Frattura la caviglia a un avversario durante una gara di calcetto: dovrà risponderne in tribunale

Per il 32enne della Valle del Serchio è intervenuta la prescrizione in sede penale, ma per i giudici della Cassazione si è andati oltre l'"accettazione del rischio" in ambito sportivo

Violenza nel calcio, sentenza della Cassazione su un caso lucchese destinata a fare giurisprudenza. Durante una partita ufficiale di un torneo di calcio a 5 un tackle in scivolata nei confronti di un avversario provoca la frattura della caviglia del giocatore e, nella rovinosa caduta, anche la frattura della clavicola e di un osso dell’avambraccio, con oltre sessanta giorni di prognosi.
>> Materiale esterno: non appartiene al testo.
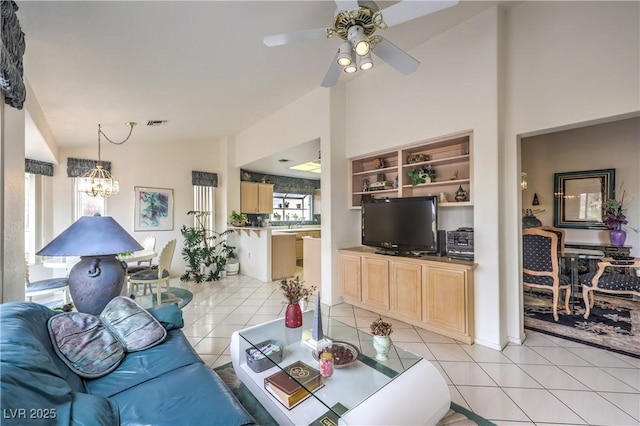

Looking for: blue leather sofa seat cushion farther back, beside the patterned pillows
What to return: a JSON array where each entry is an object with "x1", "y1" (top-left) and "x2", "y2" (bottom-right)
[{"x1": 86, "y1": 330, "x2": 202, "y2": 398}]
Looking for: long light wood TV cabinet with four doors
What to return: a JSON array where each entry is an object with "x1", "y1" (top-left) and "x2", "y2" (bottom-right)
[{"x1": 338, "y1": 247, "x2": 476, "y2": 344}]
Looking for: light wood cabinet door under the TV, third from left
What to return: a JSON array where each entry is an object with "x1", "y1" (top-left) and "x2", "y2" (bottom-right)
[{"x1": 389, "y1": 261, "x2": 422, "y2": 320}]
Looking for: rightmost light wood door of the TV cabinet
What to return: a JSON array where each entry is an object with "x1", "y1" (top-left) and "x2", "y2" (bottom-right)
[{"x1": 422, "y1": 266, "x2": 468, "y2": 334}]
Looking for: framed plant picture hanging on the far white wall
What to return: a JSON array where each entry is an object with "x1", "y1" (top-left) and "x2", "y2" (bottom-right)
[{"x1": 133, "y1": 186, "x2": 173, "y2": 231}]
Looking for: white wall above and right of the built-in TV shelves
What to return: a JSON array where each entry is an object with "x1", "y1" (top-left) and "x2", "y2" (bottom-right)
[{"x1": 344, "y1": 8, "x2": 504, "y2": 349}]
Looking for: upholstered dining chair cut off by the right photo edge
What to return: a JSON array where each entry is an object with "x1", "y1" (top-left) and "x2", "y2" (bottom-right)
[{"x1": 580, "y1": 257, "x2": 640, "y2": 319}]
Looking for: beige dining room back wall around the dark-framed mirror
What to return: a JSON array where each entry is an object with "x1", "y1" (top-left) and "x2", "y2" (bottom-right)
[{"x1": 521, "y1": 118, "x2": 640, "y2": 256}]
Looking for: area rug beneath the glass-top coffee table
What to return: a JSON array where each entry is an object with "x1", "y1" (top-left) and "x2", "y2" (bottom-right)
[{"x1": 213, "y1": 362, "x2": 493, "y2": 426}]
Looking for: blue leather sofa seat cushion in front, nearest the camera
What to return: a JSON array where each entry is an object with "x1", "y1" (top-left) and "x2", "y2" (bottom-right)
[{"x1": 111, "y1": 362, "x2": 255, "y2": 426}]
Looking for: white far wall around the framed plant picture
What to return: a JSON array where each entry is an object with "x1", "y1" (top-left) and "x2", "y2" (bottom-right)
[{"x1": 50, "y1": 137, "x2": 226, "y2": 274}]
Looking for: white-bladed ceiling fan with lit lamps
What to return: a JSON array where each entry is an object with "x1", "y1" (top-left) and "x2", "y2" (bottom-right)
[{"x1": 263, "y1": 0, "x2": 458, "y2": 87}]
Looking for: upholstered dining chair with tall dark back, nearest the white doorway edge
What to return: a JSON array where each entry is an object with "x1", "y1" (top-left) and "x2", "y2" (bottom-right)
[{"x1": 522, "y1": 228, "x2": 571, "y2": 321}]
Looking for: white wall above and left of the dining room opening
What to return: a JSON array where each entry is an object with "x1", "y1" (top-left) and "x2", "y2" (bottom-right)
[{"x1": 500, "y1": 1, "x2": 640, "y2": 341}]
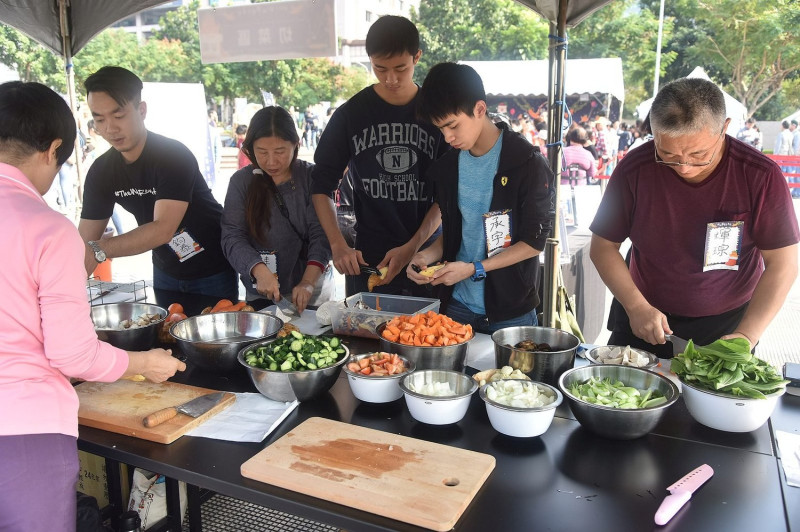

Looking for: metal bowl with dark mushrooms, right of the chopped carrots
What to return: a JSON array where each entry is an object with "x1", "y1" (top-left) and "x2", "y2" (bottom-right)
[{"x1": 492, "y1": 326, "x2": 581, "y2": 386}]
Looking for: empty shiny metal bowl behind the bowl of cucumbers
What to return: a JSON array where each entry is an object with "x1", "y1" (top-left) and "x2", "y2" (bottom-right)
[{"x1": 169, "y1": 312, "x2": 283, "y2": 371}]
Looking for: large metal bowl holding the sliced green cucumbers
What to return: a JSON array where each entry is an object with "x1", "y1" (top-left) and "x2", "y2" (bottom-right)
[{"x1": 237, "y1": 338, "x2": 350, "y2": 402}]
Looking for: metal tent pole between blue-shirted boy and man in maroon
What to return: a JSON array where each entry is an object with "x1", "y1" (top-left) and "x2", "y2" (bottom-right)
[{"x1": 542, "y1": 0, "x2": 569, "y2": 327}]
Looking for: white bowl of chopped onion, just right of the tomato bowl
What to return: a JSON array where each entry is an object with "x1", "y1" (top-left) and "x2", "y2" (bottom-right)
[{"x1": 400, "y1": 369, "x2": 478, "y2": 425}]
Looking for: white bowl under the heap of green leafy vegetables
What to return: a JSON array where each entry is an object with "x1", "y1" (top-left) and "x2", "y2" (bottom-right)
[{"x1": 681, "y1": 379, "x2": 786, "y2": 432}]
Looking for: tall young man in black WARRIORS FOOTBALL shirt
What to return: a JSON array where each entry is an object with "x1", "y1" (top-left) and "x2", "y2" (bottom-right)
[{"x1": 311, "y1": 15, "x2": 448, "y2": 296}]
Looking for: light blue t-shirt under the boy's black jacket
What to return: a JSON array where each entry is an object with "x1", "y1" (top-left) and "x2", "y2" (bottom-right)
[{"x1": 453, "y1": 135, "x2": 503, "y2": 316}]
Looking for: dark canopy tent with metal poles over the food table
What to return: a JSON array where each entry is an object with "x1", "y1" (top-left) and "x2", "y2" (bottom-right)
[{"x1": 0, "y1": 0, "x2": 611, "y2": 327}]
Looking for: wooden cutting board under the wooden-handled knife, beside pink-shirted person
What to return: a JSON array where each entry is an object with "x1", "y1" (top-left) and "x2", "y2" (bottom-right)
[{"x1": 75, "y1": 380, "x2": 236, "y2": 443}]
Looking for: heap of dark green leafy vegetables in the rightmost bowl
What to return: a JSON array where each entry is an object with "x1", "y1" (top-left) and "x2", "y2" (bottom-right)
[{"x1": 672, "y1": 338, "x2": 789, "y2": 399}]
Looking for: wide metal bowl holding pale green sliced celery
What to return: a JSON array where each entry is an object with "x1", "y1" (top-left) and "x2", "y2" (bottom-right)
[{"x1": 558, "y1": 364, "x2": 679, "y2": 440}]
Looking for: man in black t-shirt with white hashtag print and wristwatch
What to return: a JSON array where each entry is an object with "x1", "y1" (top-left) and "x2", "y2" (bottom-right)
[{"x1": 78, "y1": 66, "x2": 238, "y2": 299}]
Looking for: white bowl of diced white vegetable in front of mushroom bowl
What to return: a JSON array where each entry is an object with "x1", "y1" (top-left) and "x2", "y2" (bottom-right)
[{"x1": 480, "y1": 380, "x2": 564, "y2": 438}]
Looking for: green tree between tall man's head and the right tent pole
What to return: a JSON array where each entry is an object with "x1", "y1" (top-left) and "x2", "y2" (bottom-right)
[{"x1": 411, "y1": 0, "x2": 549, "y2": 80}]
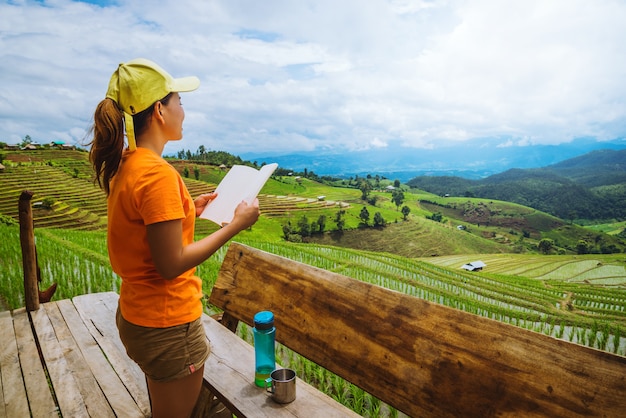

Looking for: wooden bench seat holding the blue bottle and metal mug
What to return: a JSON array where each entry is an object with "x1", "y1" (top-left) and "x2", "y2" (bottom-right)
[{"x1": 203, "y1": 315, "x2": 359, "y2": 418}]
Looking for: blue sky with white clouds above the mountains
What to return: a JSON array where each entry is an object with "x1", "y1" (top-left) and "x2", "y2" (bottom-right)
[{"x1": 0, "y1": 0, "x2": 626, "y2": 158}]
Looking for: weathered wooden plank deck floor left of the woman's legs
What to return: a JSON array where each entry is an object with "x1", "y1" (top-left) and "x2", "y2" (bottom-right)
[{"x1": 0, "y1": 293, "x2": 150, "y2": 418}]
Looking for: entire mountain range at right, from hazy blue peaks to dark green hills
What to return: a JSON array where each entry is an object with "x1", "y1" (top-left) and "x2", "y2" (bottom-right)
[{"x1": 243, "y1": 139, "x2": 626, "y2": 222}]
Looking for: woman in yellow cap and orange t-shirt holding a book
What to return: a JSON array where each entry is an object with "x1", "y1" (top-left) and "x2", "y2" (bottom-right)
[{"x1": 90, "y1": 59, "x2": 260, "y2": 418}]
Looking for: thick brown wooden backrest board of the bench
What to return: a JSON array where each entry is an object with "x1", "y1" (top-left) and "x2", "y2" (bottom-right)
[{"x1": 210, "y1": 243, "x2": 626, "y2": 416}]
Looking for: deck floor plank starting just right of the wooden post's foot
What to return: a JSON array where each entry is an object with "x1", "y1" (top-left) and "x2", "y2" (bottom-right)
[{"x1": 31, "y1": 302, "x2": 89, "y2": 417}]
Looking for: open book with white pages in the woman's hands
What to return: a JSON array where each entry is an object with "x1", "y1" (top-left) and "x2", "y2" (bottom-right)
[{"x1": 200, "y1": 163, "x2": 278, "y2": 226}]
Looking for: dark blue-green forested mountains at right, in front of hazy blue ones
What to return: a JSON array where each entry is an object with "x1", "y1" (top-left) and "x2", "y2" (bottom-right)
[{"x1": 407, "y1": 149, "x2": 626, "y2": 220}]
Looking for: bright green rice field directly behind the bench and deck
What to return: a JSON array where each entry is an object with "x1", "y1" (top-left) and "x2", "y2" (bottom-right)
[{"x1": 0, "y1": 220, "x2": 626, "y2": 355}]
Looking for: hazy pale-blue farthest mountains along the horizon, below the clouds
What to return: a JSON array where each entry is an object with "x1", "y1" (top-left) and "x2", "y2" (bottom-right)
[{"x1": 241, "y1": 139, "x2": 626, "y2": 183}]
Un’azione di gioco violenta e soprattutto non consentita nel calcio a 5 che porterà un 32enne della Valle del Serchio a subire un processo penale, al di là della volontarietà o meno di fare del male al suo avversario. Originariamente il ragazzo era stato incriminato per lesioni volontarie aggravate ma successivamente era stato poi processato e condannato per lesioni personali colpose, sia dal tribunale di Lucca sia dalla Corte d’Appello di Firenze.
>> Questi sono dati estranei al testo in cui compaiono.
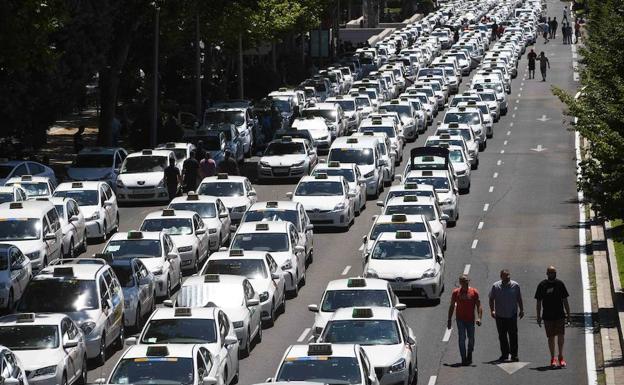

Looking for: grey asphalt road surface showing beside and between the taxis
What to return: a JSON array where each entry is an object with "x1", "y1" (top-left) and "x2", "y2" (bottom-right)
[{"x1": 88, "y1": 1, "x2": 587, "y2": 385}]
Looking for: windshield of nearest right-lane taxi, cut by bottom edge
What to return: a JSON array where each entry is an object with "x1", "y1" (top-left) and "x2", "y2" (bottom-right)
[{"x1": 276, "y1": 356, "x2": 362, "y2": 385}]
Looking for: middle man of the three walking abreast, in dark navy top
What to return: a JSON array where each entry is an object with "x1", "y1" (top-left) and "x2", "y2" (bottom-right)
[{"x1": 488, "y1": 269, "x2": 524, "y2": 362}]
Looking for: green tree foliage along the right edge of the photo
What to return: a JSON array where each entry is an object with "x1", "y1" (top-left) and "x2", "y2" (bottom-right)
[{"x1": 554, "y1": 0, "x2": 624, "y2": 219}]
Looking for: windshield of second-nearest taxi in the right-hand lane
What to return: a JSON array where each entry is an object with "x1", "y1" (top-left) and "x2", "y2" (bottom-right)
[{"x1": 321, "y1": 320, "x2": 401, "y2": 345}]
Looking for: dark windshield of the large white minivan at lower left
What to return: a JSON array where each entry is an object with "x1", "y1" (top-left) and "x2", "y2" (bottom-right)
[{"x1": 17, "y1": 279, "x2": 98, "y2": 313}]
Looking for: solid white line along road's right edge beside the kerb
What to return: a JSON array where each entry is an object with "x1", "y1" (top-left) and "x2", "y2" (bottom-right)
[{"x1": 574, "y1": 131, "x2": 598, "y2": 385}]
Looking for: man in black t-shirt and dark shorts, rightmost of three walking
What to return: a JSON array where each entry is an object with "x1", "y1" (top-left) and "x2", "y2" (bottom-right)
[{"x1": 535, "y1": 266, "x2": 570, "y2": 368}]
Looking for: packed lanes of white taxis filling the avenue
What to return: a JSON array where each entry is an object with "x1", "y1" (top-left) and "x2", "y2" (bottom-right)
[{"x1": 0, "y1": 0, "x2": 541, "y2": 385}]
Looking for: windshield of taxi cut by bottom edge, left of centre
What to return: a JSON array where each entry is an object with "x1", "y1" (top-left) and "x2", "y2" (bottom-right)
[{"x1": 109, "y1": 357, "x2": 194, "y2": 385}]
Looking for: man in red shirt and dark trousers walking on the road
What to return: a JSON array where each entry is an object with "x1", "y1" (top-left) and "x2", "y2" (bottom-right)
[{"x1": 446, "y1": 274, "x2": 483, "y2": 366}]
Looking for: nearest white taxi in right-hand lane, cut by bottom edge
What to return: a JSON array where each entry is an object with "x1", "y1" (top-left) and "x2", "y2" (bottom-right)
[{"x1": 272, "y1": 343, "x2": 379, "y2": 385}]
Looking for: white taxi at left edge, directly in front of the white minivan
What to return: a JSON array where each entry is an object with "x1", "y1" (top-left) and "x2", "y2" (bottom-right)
[{"x1": 0, "y1": 313, "x2": 88, "y2": 385}]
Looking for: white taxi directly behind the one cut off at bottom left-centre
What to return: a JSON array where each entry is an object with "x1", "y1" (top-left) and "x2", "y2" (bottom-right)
[{"x1": 126, "y1": 307, "x2": 239, "y2": 384}]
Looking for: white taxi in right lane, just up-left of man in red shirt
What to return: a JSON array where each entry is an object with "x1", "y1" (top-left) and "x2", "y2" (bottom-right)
[{"x1": 364, "y1": 230, "x2": 445, "y2": 301}]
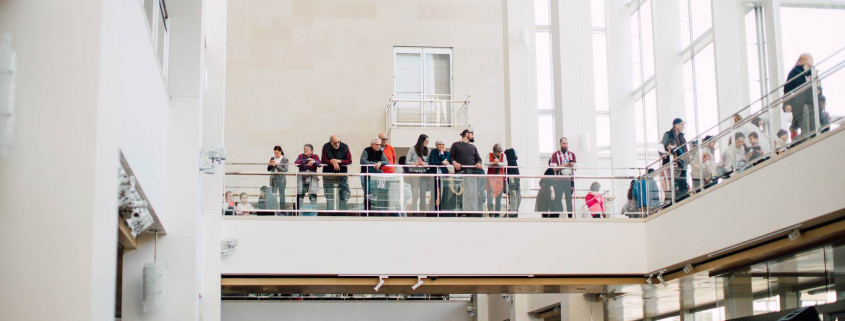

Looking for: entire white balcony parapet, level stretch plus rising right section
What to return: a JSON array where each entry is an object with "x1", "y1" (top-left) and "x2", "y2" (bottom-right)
[{"x1": 221, "y1": 132, "x2": 845, "y2": 275}]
La “vittima” si era costituita parte civile chiedendo anche i danni. Ora la suprema corte di Cassazione dichiarando prescritto il reato ha rinviato al giudice civile lucchese per la quantificazione del risarcimento e delle spese legali. Ma gli ermellini sono andati anche oltre chiarendo alcuni aspetti della vicenda e di vicende simili. In Italia, infatti, dopo la famosa testata a Materazzi da parte di Zidane, la Cassazione ha orientato in maniera più ampia in diverse sentenze i comportamenti dei giudici in merito a controversie simili sia penali sia civili. Al centro della questione in tutte le cause che nascono da eventi sportivi c’è la cosiddetta “accettazione del rischio” che ovviamente consente una certa libertà di azione riguardante episodi che nella vita comune rappresenterebbero sempre e comunque illeciti giudiziari.

Nello sport esistono possibilità di contatto tra atleti che possono portare anche a lesioni e danni fisici anche di non poco conto. Ma il punto è esattamente questo. Al di là dell’entità del danno, chiariscono i giudici di piazza Cavour, si configura un illecito proprio quando l’atleta vìola e va oltre le regole dello sport praticato. Quindi in un incontro di boxe è più che legittimo sferrare pugni ma se ad esempio un pugno colpisse l’avversario al di sotto della cintura, circostanza proibita dal regolamento, rientrerebbe in un illecito penalmente e civilmente perseguibili. Il tackle in scivolata non è consentito dalle regole del calcio a 5, a prescindere.

Si legge chiaramente in sentenza: “Con questa precisazione si è fissato un primo approdo, ovverosia che nello sport che preveda il contatto fra atleti ciò che il regolamento consente, ancorché produca un danno, è lecito sportivo, perché non esorbitando dalle regole previste dalla disciplina deve ritenersi accettato da coloro che la praticano, nel momento stesso in cui ne accettano le norme tecniche, siano esse relative all’attività agonistica o dilettantisca o amatoriale, a seconda dei livelli in cui si svolge l’agone e delle disposizioni eventualmente diverse che lo regolano. Diverso è il problema quando, invece, la lesione all’incolumità personale sia cagionata dalla violazione della regola sportiva, perché è proprio in relazione al superamento del limite regolamentare che la giurisprudenza si interroga sul confine fra l’illecito sportivo e l’illecito penale”.

Poi gli ermellini chiariscono anche quando si tratta di illeciti colposi e quando invece si tratta di illeciti dolosi. “Il dolo ricorre quando la circostanza di gioco è solo l’occasione dell’azione volta a cagionare lesioni, sorretta dalla volontà di compiere un atto di violenza fisica (per ragioni estranee alla gara o per pregressi risentimenti personali o per ragioni di rivalsa, ritorsione o reazione a falli precedentemente subiti, in una logica dunque punitiva o da contrappasso). Quando, invece, la violazione delle regole avvenga nel corso di un’ordinaria situazione di gioco, il fatto avrà natura colposa, in quanto la violazione consapevole è finalizzata non ad arrecare pregiudizi fisici all’avversario, ma al conseguimento – in forma illecita, e dunque antisportiva – di un determinato obiettivo agonistico, salva, ovviamente, la verifica in concreto che lo svolgimento di un’azione di gioco, non sia stato altro che mero pretesto per arrecare, volontariamente, danni all’avversario”.

La sentenza penale in questo caso, dopo le precisazioni fatte, è stata annullata per sopravvenuta prescrizione ma rinviata al giudice civile di Lucca per il risarcimento dei danni e per le spese legali e processuali. Il processo continuerà quindi nelle aule del tribunale cittadino ma solo in sede civile.